Nossa identidade está sempre ameaçada. Vemos no Evangelho que a identidade de Jesus é ameaçada pelo demônio, pelo tentador. Este deseja comprar Jesus com a promessa de riqueza e de poder. Tudo isso para que Jesus renuncie a sua identidade e a sua missão. O fato de Jesus manter-se firme diante do demônio e de suas tentações tornou possível o cumprimento de sua missão, ou seja, que fosse nosso salvador e que desse testemunho do amor que o Pai tem, sem exceção, por toda a humanidade.
Nossa identidade é complexa. Somos cristãos, mas, também, temos uma cultura própria, pertencemos a um povo e temos uma história. Ao assumir as transformações que são produzidas em nossa cultura, corremos o risco de abandonar e desdenhar nosso próprio passado. Esta é a grande tentação de nossa época. Como tentou ao Senhor, o demônio nos tenta com riquezas e poder, com a sedução de outras tradições que podem nos levar ao desprezo da nossa própria. Seria um grande erro se nos esquecêssemos de nossas raizes, de nossa identidade. Sem as raizes, as árvores morrem.

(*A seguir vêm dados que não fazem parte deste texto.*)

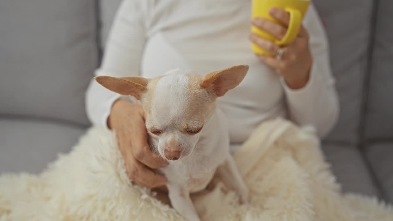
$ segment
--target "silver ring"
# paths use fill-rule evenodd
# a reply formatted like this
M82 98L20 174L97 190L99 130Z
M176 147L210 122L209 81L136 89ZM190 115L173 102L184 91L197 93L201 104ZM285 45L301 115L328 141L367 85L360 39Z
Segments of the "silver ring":
M280 48L277 51L277 54L275 55L275 59L278 61L281 61L281 59L283 58L283 54L284 53L284 48Z

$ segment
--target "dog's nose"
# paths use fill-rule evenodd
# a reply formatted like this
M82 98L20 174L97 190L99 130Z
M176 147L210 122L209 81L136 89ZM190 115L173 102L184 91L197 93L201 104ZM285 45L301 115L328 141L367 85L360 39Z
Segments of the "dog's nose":
M180 157L180 151L164 150L164 156L169 160L177 160Z

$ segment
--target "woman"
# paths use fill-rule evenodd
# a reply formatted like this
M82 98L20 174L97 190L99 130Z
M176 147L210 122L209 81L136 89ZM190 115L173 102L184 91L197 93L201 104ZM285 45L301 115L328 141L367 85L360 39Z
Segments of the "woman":
M325 33L315 9L309 8L297 39L280 48L250 33L251 6L244 0L124 0L118 12L96 75L152 78L179 67L204 74L234 65L250 66L242 83L219 100L229 119L231 149L261 122L286 117L315 126L321 137L337 118L338 105ZM272 9L278 25L258 18L252 24L278 39L289 15ZM251 42L277 55L256 56ZM141 106L92 80L87 112L96 125L115 130L130 179L151 188L167 180L152 169L165 166L147 143Z

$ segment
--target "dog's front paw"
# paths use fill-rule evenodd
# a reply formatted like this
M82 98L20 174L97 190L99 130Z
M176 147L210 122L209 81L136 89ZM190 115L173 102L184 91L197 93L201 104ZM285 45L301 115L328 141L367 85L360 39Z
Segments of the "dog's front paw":
M250 193L247 187L244 186L239 191L239 194L240 196L239 199L241 205L246 204L248 203L248 200L250 199Z

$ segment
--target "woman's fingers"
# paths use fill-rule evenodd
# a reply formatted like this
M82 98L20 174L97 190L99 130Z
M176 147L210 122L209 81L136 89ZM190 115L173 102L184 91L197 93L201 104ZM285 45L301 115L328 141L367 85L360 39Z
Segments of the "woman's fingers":
M288 28L288 26L289 25L290 16L289 15L289 13L286 11L285 10L279 8L274 7L272 8L269 11L269 14L274 18L283 24L286 28ZM300 27L300 29L299 30L298 35L300 37L306 37L308 35L306 29L305 28L304 26L303 25ZM279 39L281 39L282 38L282 37Z
M149 145L140 144L133 148L134 156L142 164L152 169L157 169L168 165L168 162L161 157L152 152Z
M286 28L289 25L289 13L284 9L279 8L272 8L269 11L269 14L274 18L285 26Z
M257 28L272 35L278 39L283 38L286 33L286 27L263 18L256 18L252 22Z
M266 50L272 55L277 54L279 47L273 42L260 37L253 33L250 34L249 37L251 41L261 48Z
M156 188L166 185L168 182L165 176L154 172L140 162L136 160L129 165L130 168L126 170L129 177L140 186Z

Sem identidade, as pessoas se perdem.
Parte de nossa herança como povo é a fé cristã. Acreditamos que o Deus de Jesus Cristo é nosso Pai, que Ele nos ama e procura nosso bem. Convém que nós reafirmemos nossa identidade, reencontremos nossa herança para que possamos reforçá-la. Não para nos colocarmos contra alguém, mas para compartilhar aquilo que é nosso, com todos. Não há culturas inferiores nem superiores. São simplesmente diferentes. E, no diálogo, todos enriquecemos. Mas não há diálogo possível se não valorizamos aquilo que é nosso, se nos envergonhamos de nosso próprio passado.
O demônio tentou roubar a identidade de Jesus. Não o conseguiu. Que seu exemplo nos sirva para que consolidemos ainda mais aquilo que é nosso e, orgulhosos de nossa herança, saibamos compartilhá-la com todos os povos da terra, particularmente, neste ano santo em que a misericórdia deve ser a tônica da nossa Quaresma!